Regarding question 1, be careful about initializing a vector of vectors using fill.
This is a confusing aspect of Julia at first → link to post where this is explained.

All 3 entries of Tsten will point to the same location and the inplace assignment Tsten[1] .= T will keep all 3 pointing to the new replaced T values.

Do instead: Tsten[1] = T, or keep the inplace assignment but then you will have to pre-assign the individual arrays of zeros independently using a loop or comprehension as in the linked post .

Gravlax · October 16, 2021, 3:06pm

Wow, thanks!
That was not super intuitive to me. Sorry for not having found the related post beforehand.
Replacing the lines:

Tsten = Array{Vector{Int64}}(undef, 3);
fill!(Tsten, zeros(ncx))

by a comprehension as:

Tsten= [zeros(Int64,ncx) for _ in 1:3]

solved point #1 as well a #2. I can tackle point #3 now.
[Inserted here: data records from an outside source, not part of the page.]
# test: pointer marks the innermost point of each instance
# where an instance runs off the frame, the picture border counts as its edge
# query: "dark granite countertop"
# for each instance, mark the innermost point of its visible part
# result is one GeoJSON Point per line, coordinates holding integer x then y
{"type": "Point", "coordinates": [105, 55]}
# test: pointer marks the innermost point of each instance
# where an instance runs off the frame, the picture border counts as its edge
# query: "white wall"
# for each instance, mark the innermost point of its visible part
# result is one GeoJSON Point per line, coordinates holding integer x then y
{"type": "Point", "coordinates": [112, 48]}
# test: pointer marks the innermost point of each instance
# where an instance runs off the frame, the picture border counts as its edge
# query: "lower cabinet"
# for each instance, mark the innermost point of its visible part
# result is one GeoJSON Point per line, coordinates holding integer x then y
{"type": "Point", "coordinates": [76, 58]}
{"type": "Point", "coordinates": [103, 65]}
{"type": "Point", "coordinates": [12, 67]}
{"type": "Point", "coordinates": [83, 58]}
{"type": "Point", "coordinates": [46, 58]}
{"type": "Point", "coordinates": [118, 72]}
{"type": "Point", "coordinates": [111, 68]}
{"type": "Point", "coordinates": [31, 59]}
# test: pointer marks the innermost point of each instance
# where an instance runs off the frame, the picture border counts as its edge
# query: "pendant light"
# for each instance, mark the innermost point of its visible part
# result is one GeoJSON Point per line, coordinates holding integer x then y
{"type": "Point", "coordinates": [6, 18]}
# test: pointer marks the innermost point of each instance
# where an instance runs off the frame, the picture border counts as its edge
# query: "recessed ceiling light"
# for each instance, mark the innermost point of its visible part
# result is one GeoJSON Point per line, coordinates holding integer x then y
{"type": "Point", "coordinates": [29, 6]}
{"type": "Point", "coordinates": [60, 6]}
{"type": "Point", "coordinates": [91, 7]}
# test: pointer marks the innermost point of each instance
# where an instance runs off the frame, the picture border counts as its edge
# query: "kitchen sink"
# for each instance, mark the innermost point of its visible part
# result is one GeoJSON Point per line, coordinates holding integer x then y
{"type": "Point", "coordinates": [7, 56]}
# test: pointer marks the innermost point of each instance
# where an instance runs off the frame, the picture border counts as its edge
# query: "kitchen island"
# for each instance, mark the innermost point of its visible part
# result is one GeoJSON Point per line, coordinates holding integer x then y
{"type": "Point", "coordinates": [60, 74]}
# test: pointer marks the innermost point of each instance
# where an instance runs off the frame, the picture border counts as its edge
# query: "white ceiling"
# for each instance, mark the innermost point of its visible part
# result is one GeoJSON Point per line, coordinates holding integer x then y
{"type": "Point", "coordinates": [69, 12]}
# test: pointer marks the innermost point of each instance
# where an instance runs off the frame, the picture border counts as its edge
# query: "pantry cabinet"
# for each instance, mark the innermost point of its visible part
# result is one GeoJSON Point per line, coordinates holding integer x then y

lmiq · October 16, 2021, 6:48pm

Be careful because I assigning the complete vectors will only relabel them, if you are working with mutable arrays. For example, here all vectors are the same:

julia> a = [1,2]
2-element Vector{Int64}:
 1
 2

julia> b = [ a, a ]
2-element Vector{Vector{Int64}}:
 [1, 2]
 [1, 2]

julia> b[1][1] = 0
0

julia> a
2-element Vector{Int64}:
 0
 2

julia> b
2-element Vector{Vector{Int64}}:
 [0, 2]
 [0, 2]

To avoid this kind of thing you have to explicitly copy the arrays, as in:

julia> b = [ copy(a), copy(a) ]
2-element Vector{Vector{Int64}}:
 [0, 2]
 [0, 2]

julia> b[1][1] = 1
1

julia> b
2-element Vector{Vector{Int64}}:
 [1, 2]
 [0, 2]

julia> a
2-element Vector{Int64}:
 0
 2

But it may be that in this case the best solution is to use immutable arrays (from StaticArrays):

julia> using StaticArrays

julia> a = @SVector [1,2]
2-element SVector{2, Int64} with indices SOneTo(2):
 1
 2

julia> b = [ a, a ]
2-element Vector{SVector{2, Int64}}:
 [1, 2]
 [1, 2]

julia> b[1] = @SVector [0,0]
2-element SVector{2, Int64} with indices SOneTo(2):
 0
 0

julia> a
2-element SVector{2, Int64} with indices SOneTo(2):
 1
 2

julia> b
2-element Vector{SVector{2, Int64}}:
 [0, 0]
 [1, 2]

Gravlax · October 17, 2021, 6:35am

Thanks a lot for advices.
Ok, so using StaticArray one gets MATLAB behaviour while, without, it is rather similar to Python/numpy.